Essas condições adquiridas são aquelas que não estavam presentes na admissão e não eram esperadas como consequência do quadro clínico inicial. Quando classificadas como graves, indicam maior risco de óbito, prolongamento da internação ou possibilidade de sequelas permanentes. No levantamento, 4,1% das internações apresentaram condições adquiridas graves.
Impacto na mortalidade hospitalar
A mortalidade intrahospitalar geral foi de 6,7%. Entre os pacientes com condição adquirida grave, a taxa de mortalidade chegou a 33,4%, enquanto entre aqueles sem essa condição foi de 5,6%, uma diferença de aproximadamente seis vezes.
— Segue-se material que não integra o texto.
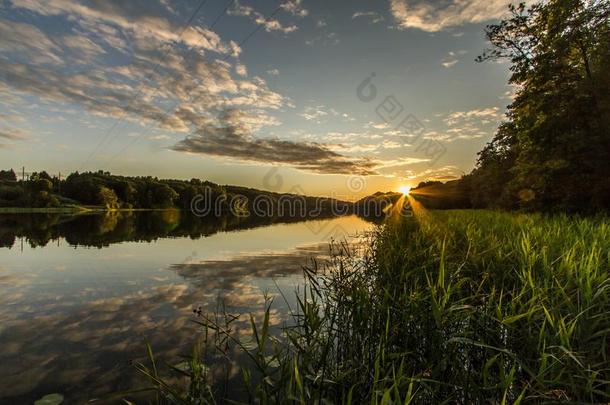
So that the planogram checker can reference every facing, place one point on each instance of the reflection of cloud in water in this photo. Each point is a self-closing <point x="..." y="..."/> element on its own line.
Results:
<point x="223" y="274"/>
<point x="82" y="349"/>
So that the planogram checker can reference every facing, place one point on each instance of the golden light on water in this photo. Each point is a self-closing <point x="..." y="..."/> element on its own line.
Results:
<point x="404" y="189"/>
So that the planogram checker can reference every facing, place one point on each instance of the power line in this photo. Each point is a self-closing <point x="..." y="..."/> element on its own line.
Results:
<point x="167" y="112"/>
<point x="158" y="64"/>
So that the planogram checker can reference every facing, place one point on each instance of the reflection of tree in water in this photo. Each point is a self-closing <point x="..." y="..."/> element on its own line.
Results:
<point x="99" y="230"/>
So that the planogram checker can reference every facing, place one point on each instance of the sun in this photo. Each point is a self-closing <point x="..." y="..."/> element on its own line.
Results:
<point x="404" y="189"/>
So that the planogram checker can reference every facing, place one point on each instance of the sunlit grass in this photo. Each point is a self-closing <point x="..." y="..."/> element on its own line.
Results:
<point x="447" y="306"/>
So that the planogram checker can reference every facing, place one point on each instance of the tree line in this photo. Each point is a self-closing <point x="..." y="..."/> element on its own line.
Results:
<point x="552" y="153"/>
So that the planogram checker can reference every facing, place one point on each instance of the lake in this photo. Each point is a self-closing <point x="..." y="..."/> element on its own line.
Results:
<point x="80" y="293"/>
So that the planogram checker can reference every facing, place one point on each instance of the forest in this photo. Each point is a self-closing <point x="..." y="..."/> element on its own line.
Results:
<point x="552" y="152"/>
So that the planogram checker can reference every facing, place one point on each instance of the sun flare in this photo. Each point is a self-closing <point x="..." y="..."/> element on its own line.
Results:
<point x="404" y="189"/>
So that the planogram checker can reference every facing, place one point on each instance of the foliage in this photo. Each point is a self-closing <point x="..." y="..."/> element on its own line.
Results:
<point x="452" y="307"/>
<point x="552" y="154"/>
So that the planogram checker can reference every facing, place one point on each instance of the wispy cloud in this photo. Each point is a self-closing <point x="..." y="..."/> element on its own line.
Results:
<point x="270" y="24"/>
<point x="449" y="60"/>
<point x="436" y="16"/>
<point x="373" y="16"/>
<point x="464" y="125"/>
<point x="295" y="8"/>
<point x="232" y="139"/>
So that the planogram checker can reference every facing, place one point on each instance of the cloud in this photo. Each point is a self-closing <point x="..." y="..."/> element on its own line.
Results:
<point x="27" y="41"/>
<point x="175" y="82"/>
<point x="137" y="17"/>
<point x="319" y="113"/>
<point x="241" y="69"/>
<point x="294" y="7"/>
<point x="450" y="60"/>
<point x="13" y="134"/>
<point x="373" y="16"/>
<point x="463" y="125"/>
<point x="233" y="139"/>
<point x="270" y="24"/>
<point x="327" y="39"/>
<point x="436" y="16"/>
<point x="445" y="173"/>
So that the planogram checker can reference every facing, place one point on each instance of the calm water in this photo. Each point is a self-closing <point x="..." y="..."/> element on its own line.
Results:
<point x="78" y="294"/>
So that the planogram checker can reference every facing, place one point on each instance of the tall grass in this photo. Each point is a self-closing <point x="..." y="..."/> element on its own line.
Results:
<point x="446" y="307"/>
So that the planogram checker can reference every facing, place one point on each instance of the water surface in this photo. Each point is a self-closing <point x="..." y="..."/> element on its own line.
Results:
<point x="78" y="294"/>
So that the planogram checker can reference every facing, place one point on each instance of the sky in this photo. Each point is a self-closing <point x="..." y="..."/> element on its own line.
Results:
<point x="334" y="98"/>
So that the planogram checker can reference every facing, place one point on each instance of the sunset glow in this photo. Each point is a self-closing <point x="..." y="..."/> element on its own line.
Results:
<point x="404" y="189"/>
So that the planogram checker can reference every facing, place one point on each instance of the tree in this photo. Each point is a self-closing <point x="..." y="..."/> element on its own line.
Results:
<point x="163" y="196"/>
<point x="107" y="198"/>
<point x="553" y="152"/>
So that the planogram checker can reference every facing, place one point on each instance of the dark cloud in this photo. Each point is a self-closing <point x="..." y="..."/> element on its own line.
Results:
<point x="232" y="138"/>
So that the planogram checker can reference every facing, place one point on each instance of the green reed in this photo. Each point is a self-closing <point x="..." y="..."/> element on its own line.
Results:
<point x="446" y="307"/>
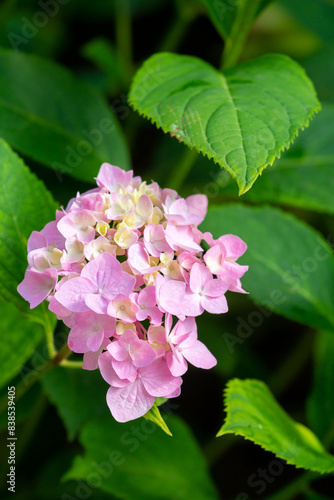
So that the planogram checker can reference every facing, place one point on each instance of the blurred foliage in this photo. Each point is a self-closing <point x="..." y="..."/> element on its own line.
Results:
<point x="103" y="43"/>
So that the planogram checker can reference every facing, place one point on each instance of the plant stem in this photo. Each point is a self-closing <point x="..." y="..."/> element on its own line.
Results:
<point x="71" y="364"/>
<point x="31" y="378"/>
<point x="49" y="331"/>
<point x="236" y="41"/>
<point x="124" y="36"/>
<point x="182" y="168"/>
<point x="296" y="486"/>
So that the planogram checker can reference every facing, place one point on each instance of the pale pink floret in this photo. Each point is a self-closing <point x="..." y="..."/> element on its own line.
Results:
<point x="80" y="224"/>
<point x="146" y="303"/>
<point x="204" y="293"/>
<point x="139" y="260"/>
<point x="185" y="346"/>
<point x="113" y="178"/>
<point x="181" y="237"/>
<point x="100" y="245"/>
<point x="170" y="295"/>
<point x="155" y="231"/>
<point x="37" y="285"/>
<point x="101" y="281"/>
<point x="52" y="234"/>
<point x="129" y="399"/>
<point x="36" y="241"/>
<point x="155" y="240"/>
<point x="120" y="206"/>
<point x="143" y="210"/>
<point x="221" y="259"/>
<point x="89" y="331"/>
<point x="129" y="353"/>
<point x="123" y="308"/>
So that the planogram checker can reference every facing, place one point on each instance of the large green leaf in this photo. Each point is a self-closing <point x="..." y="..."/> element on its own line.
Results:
<point x="227" y="16"/>
<point x="253" y="412"/>
<point x="321" y="400"/>
<point x="52" y="117"/>
<point x="137" y="461"/>
<point x="18" y="341"/>
<point x="291" y="267"/>
<point x="78" y="395"/>
<point x="242" y="119"/>
<point x="303" y="176"/>
<point x="25" y="206"/>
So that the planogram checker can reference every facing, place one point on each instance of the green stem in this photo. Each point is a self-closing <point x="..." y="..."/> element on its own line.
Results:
<point x="71" y="364"/>
<point x="181" y="169"/>
<point x="329" y="438"/>
<point x="49" y="331"/>
<point x="124" y="36"/>
<point x="31" y="378"/>
<point x="236" y="41"/>
<point x="298" y="485"/>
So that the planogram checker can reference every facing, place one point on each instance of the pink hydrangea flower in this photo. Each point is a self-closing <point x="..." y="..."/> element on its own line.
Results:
<point x="116" y="266"/>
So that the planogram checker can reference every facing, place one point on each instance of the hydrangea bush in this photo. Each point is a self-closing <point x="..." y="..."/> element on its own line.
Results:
<point x="128" y="283"/>
<point x="123" y="267"/>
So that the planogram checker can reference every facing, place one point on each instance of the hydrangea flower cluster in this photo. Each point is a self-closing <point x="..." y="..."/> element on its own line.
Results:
<point x="122" y="266"/>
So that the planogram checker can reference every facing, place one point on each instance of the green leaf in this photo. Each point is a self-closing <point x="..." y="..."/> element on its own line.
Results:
<point x="242" y="119"/>
<point x="155" y="416"/>
<point x="55" y="119"/>
<point x="19" y="338"/>
<point x="303" y="176"/>
<point x="25" y="206"/>
<point x="225" y="15"/>
<point x="321" y="401"/>
<point x="233" y="20"/>
<point x="103" y="54"/>
<point x="78" y="395"/>
<point x="253" y="412"/>
<point x="322" y="23"/>
<point x="291" y="267"/>
<point x="136" y="461"/>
O presidente do Grupo IAG Saúde, Breno Duarte, ressalta que essa diferença evidencia a vulnerabilidade desses pacientes durante a hospitalização, reforçando a necessidade de estratégias de segurança para prevenir tais ocorrências, sem estabelecer uma relação direta de causalidade entre a condição adquirida e o óbito.
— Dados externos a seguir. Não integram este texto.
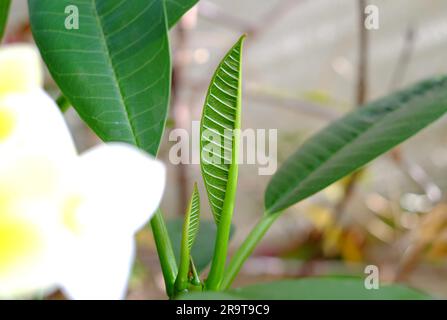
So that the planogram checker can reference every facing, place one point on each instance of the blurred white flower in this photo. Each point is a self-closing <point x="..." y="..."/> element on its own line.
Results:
<point x="66" y="221"/>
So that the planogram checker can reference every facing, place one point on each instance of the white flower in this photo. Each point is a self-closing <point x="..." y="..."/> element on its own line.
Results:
<point x="66" y="221"/>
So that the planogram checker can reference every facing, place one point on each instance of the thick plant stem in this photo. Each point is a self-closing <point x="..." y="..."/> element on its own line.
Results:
<point x="165" y="251"/>
<point x="247" y="248"/>
<point x="220" y="253"/>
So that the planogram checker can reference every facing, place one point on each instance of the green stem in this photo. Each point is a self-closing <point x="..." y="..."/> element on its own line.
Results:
<point x="247" y="248"/>
<point x="165" y="251"/>
<point x="223" y="230"/>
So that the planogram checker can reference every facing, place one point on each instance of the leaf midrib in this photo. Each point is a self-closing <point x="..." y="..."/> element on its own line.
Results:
<point x="116" y="81"/>
<point x="295" y="189"/>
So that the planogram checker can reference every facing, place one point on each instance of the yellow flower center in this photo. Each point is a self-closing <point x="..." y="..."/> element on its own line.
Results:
<point x="7" y="122"/>
<point x="20" y="242"/>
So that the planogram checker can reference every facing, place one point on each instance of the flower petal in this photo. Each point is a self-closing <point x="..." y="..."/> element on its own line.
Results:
<point x="98" y="268"/>
<point x="28" y="228"/>
<point x="20" y="69"/>
<point x="117" y="188"/>
<point x="32" y="123"/>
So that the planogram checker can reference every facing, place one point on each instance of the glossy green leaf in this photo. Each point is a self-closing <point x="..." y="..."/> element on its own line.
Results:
<point x="202" y="250"/>
<point x="351" y="142"/>
<point x="175" y="9"/>
<point x="114" y="69"/>
<point x="189" y="233"/>
<point x="218" y="141"/>
<point x="4" y="11"/>
<point x="325" y="288"/>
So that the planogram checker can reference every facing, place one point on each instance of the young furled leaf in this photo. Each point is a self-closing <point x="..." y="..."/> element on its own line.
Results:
<point x="189" y="233"/>
<point x="219" y="146"/>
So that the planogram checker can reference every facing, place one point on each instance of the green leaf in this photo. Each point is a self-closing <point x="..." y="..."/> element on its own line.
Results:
<point x="189" y="233"/>
<point x="175" y="9"/>
<point x="202" y="250"/>
<point x="115" y="69"/>
<point x="218" y="141"/>
<point x="324" y="288"/>
<point x="4" y="11"/>
<point x="351" y="142"/>
<point x="192" y="218"/>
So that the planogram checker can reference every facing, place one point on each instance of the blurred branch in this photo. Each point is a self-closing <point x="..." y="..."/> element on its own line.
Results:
<point x="179" y="110"/>
<point x="404" y="58"/>
<point x="216" y="14"/>
<point x="414" y="171"/>
<point x="361" y="93"/>
<point x="291" y="104"/>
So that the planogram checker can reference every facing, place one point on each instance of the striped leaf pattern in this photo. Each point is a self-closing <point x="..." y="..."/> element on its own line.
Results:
<point x="351" y="142"/>
<point x="189" y="232"/>
<point x="220" y="117"/>
<point x="192" y="218"/>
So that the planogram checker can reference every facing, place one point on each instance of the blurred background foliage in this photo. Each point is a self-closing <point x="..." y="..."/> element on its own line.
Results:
<point x="305" y="64"/>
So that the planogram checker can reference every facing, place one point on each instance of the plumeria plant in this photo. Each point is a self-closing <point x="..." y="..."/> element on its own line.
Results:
<point x="68" y="221"/>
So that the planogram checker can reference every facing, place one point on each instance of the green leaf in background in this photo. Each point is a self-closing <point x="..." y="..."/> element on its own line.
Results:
<point x="175" y="9"/>
<point x="189" y="233"/>
<point x="324" y="288"/>
<point x="4" y="11"/>
<point x="351" y="142"/>
<point x="202" y="250"/>
<point x="218" y="142"/>
<point x="115" y="69"/>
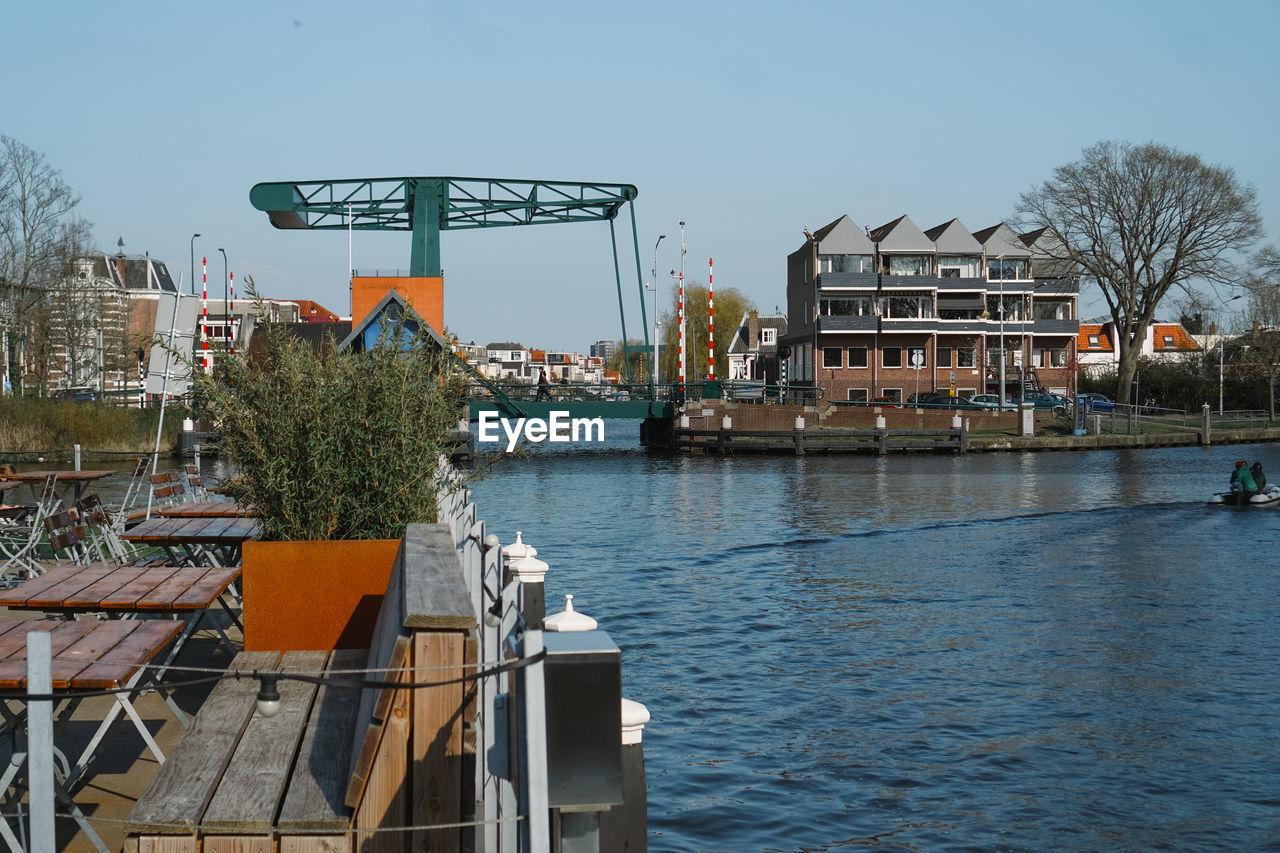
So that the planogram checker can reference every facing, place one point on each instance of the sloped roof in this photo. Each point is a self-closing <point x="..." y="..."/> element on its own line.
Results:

Doenças cardiovasculares predominam nas internações
As doenças cerebrovasculares foram responsáveis por 25,3% das internações, seguidas por insuficiência cardíaca (19,3%) e angina (15,7%). Outras condições incluídas no levantamento foram diabetes mellitus (10,4%), doenças pulmonares (10,1%), epilepsias (8,3%), asma (7,7%) e hipertensão (3,1%).
A população hospitalizada tinha idade média próxima de 60 anos, com predominância de pacientes com 60 anos ou mais. A permanência média hospitalar foi de 7,4 dias, e 32,7% dos pacientes passaram pelo Centro de Terapia Intensiva (CTI). Ao todo, foram contabilizadas mais de 6 milhões de diárias hospitalares.
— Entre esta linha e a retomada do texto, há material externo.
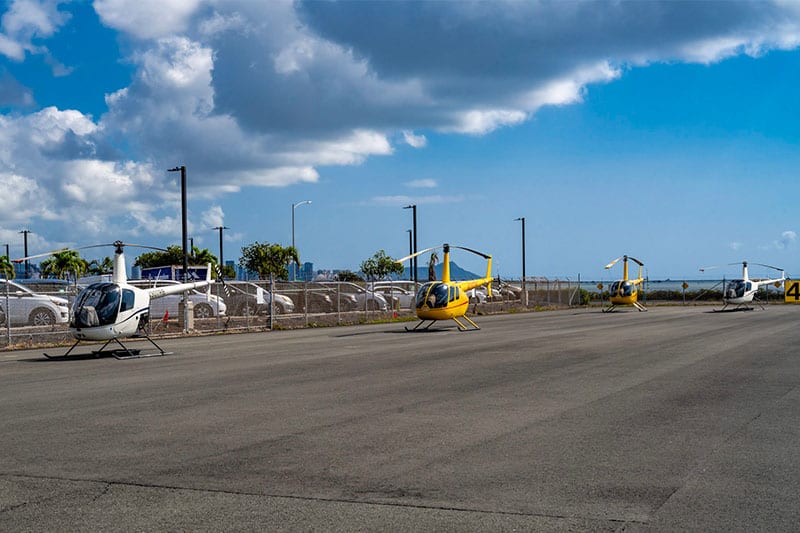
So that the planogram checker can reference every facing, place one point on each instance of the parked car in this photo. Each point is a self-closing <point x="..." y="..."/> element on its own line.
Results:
<point x="364" y="298"/>
<point x="52" y="287"/>
<point x="404" y="299"/>
<point x="25" y="307"/>
<point x="242" y="299"/>
<point x="320" y="298"/>
<point x="205" y="305"/>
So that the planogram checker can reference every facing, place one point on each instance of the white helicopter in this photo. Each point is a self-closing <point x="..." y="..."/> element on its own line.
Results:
<point x="740" y="292"/>
<point x="109" y="311"/>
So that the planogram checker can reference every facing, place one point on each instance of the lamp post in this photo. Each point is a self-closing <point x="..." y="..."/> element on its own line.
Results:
<point x="221" y="260"/>
<point x="25" y="240"/>
<point x="184" y="238"/>
<point x="413" y="208"/>
<point x="294" y="263"/>
<point x="524" y="291"/>
<point x="410" y="252"/>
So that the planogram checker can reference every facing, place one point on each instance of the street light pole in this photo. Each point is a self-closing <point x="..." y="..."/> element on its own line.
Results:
<point x="25" y="240"/>
<point x="410" y="252"/>
<point x="221" y="260"/>
<point x="524" y="291"/>
<point x="185" y="238"/>
<point x="413" y="208"/>
<point x="294" y="263"/>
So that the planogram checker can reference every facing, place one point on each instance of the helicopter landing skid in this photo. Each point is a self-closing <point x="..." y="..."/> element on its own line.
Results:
<point x="461" y="327"/>
<point x="419" y="324"/>
<point x="123" y="352"/>
<point x="740" y="307"/>
<point x="612" y="307"/>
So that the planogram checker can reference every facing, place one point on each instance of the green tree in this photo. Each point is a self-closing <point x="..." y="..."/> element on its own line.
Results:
<point x="380" y="265"/>
<point x="348" y="275"/>
<point x="265" y="259"/>
<point x="432" y="266"/>
<point x="62" y="264"/>
<point x="6" y="267"/>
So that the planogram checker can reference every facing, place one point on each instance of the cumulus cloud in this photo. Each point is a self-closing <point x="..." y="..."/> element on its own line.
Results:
<point x="422" y="184"/>
<point x="146" y="19"/>
<point x="415" y="141"/>
<point x="787" y="239"/>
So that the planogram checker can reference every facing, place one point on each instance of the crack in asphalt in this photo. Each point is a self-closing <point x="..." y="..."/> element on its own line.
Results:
<point x="110" y="484"/>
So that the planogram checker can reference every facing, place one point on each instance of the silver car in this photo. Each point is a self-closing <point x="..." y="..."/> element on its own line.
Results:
<point x="205" y="305"/>
<point x="26" y="308"/>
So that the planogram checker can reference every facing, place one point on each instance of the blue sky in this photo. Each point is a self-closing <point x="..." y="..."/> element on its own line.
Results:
<point x="663" y="130"/>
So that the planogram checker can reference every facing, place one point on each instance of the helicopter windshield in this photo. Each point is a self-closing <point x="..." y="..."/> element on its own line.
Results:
<point x="622" y="288"/>
<point x="433" y="295"/>
<point x="97" y="305"/>
<point x="736" y="288"/>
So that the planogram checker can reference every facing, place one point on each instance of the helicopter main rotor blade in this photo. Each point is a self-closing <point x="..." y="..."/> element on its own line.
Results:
<point x="768" y="266"/>
<point x="75" y="249"/>
<point x="476" y="252"/>
<point x="426" y="250"/>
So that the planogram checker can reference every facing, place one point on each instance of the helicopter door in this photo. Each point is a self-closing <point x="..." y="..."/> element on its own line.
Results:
<point x="97" y="305"/>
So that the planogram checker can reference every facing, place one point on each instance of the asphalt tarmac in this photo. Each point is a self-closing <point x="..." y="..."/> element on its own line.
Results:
<point x="673" y="419"/>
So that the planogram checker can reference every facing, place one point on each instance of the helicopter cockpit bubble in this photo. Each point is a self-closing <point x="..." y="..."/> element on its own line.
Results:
<point x="433" y="294"/>
<point x="622" y="288"/>
<point x="97" y="305"/>
<point x="737" y="288"/>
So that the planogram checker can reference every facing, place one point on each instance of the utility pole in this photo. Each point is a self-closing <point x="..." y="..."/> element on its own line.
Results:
<point x="524" y="291"/>
<point x="413" y="208"/>
<point x="25" y="240"/>
<point x="184" y="243"/>
<point x="221" y="260"/>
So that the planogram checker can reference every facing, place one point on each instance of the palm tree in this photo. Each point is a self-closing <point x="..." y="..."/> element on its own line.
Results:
<point x="6" y="268"/>
<point x="432" y="266"/>
<point x="64" y="263"/>
<point x="268" y="259"/>
<point x="202" y="257"/>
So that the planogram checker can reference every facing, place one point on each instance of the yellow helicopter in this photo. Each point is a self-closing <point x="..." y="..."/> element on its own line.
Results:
<point x="445" y="299"/>
<point x="625" y="291"/>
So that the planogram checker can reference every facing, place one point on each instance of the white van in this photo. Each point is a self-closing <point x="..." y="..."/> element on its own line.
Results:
<point x="26" y="308"/>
Continuidade do cuidado após a alta
O estudo também identificou que 2,2% das internações foram seguidas por readmissão em até 30 dias devido a recaída ou complicação. Esse dado reforça a importância da transição segura entre os diferentes pontos da rede de saúde e do acompanhamento contínuo, especialmente para condições que exigem cuidado de longo prazo.
“A segurança no cuidado às pessoas com doenças não transmissíveis não termina com a alta hospitalar. A transição entre os diferentes pontos da rede e o acompanhamento contínuo são fundamentais para reduzir novas descompensações e readmissões”, destaca Breno Duarte.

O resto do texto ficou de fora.